L’objectif de la « guerre mondiale au terrorisme » lancée en septembre 2001 était de galvaniser l’appui du public en faveur d’une campagne planétaire contre l’hérésie. Depuis les dix dernières années, une compréhension des événements politiques et sociaux fondamentaux est remplacée par un monde de pure fantaisie, où rôdent « des être malfaisants ».

Entre-temps, dans la foulée des attaques du 11-Septembre, Al-Qaïda a établi de nombreuses organisations affiliées à travers le monde musulman.

Al-Qaïda a proliféré. Là où la CIA mène des opérations de contre-insurrection, il y a des organisations affiliées à Al-Qaïda, dont :

Al-Qaïda en Irak (AQI);

Al-Qaïda dans la péninsule arabique (AQPA) (comprenant Al-Qaïda en Arabie Saoudite et le Djihad islamique yéménite);

Al-Qaïda au Maghreb islamique (AQMI);

le Groupe islamique combattant en Libye (GICL);

Al-Shabaab (Mouvement de la jeunesse moudjahidine) en Somalie;

le Djihad islamique égyptien;

le Mouvement islamique du Turkestan oriental au Xinjiang, en Chine;

etc.

Partout où Al-Qaïda s’est installé, les États-Unis ont mené des opérations de contre-insurrection sous l’égide de la « guerre mondiale au terrorisme ». Il semble qu’un bon nombre de ces associations liées à Al-Qaïda aient été établies avec l’appui de la CIA, en utilisant l’ISI pakistanais comme intermédiaire.

Là où se trouve Al-Qaïda, là où « rôdent des méchants », les États-Unis ont l’obligation d’intervenir au nom de la « communauté internationale ». La menace terroriste est utilisée comme prétexte pour interférer dans les affaires internes des pays souverains, impliquant l’envoi de forces spéciales et des attaques de drones, sans qu’il y ait réellement de déclaration de guerre. Ce genre d’opérations est décrit dans le Project of New American Century (Projet pour un nouveau siècle américain, PNAC) comme une fonction de gendarmerie.

Par ailleurs, dans le cadre de la GMAT, des campagnes militaires de grande envergure ont été menées dans plusieurs pays, comme les guerres en Afghanistan et en Irak. Les gouvernements afghan et irakien ont tous deux été identifiés comme des « états finançant le terrorisme ».

On dit également de la République islamique d’Iran qu’elle appuie Al-Qaïda. La doctrine de guerre préemptive de l’administration étasunienne repose sur cette relation présumée entre des organisations terroristes non étatiques et les États terroristes qui les financent. Il est entendu, pari passu, que les États qui financent le terrorisme, peu importe lesquels, sont également responsables des attaques du 11-Septembre, c’est-à-dire d’avoir soutenu et encouragé Al-Qaïda.

Michel Chossudovsky

3 octobre 2011

Article original en anglais : The Al Qaeda Legend : Wither The « Global War on Terrorism »? Part I, publié le 3 octobre 2011.

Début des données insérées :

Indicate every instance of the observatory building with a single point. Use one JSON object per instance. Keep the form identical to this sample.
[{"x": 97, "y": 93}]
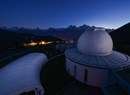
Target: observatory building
[{"x": 93, "y": 59}]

La version française a été publié initialement le 11 octobre 2011.

Traduction : Julie Lévesque pour Mondialisation.ca 

 [1]  Note de l’éditeur : « préemptive » est une terme anglais qui a été utilisé par l’ex-président Georges W. Bush  en juin 2002. Le terme de « guerre préemptive » est ainsi différent de celui de « guerre préventive » et signifie plus précisément « devancer l’adversaire » face à une menace – soi-disant – réelle et constatée. Ce terme est employé en relation avec la guerre au terrorisme. Pour plus d’informations sur l’utilisation du concept de guerre préemptive voir le site web Ressources pour la Paix http://www.irenees.net/fr/fiches/notions/fiche-notions-175.html

 [2]   NDT : Homeland Security signifie littéralement « sécurité de la patrie », mais on emploie communément « sécurité intérieure ».

Michel Chossudovsky est directeur du Centre de recherche sur la mondialisation et professeur émérite de sciences économiques à l’Université d’Ottawa. Il est l’auteur de Guerre et mondialisation, La vérité derrière le 11 septembre et de la Mondialisation de la pauvreté et nouvel ordre mondial (best-seller international publié en plus de 20 langues).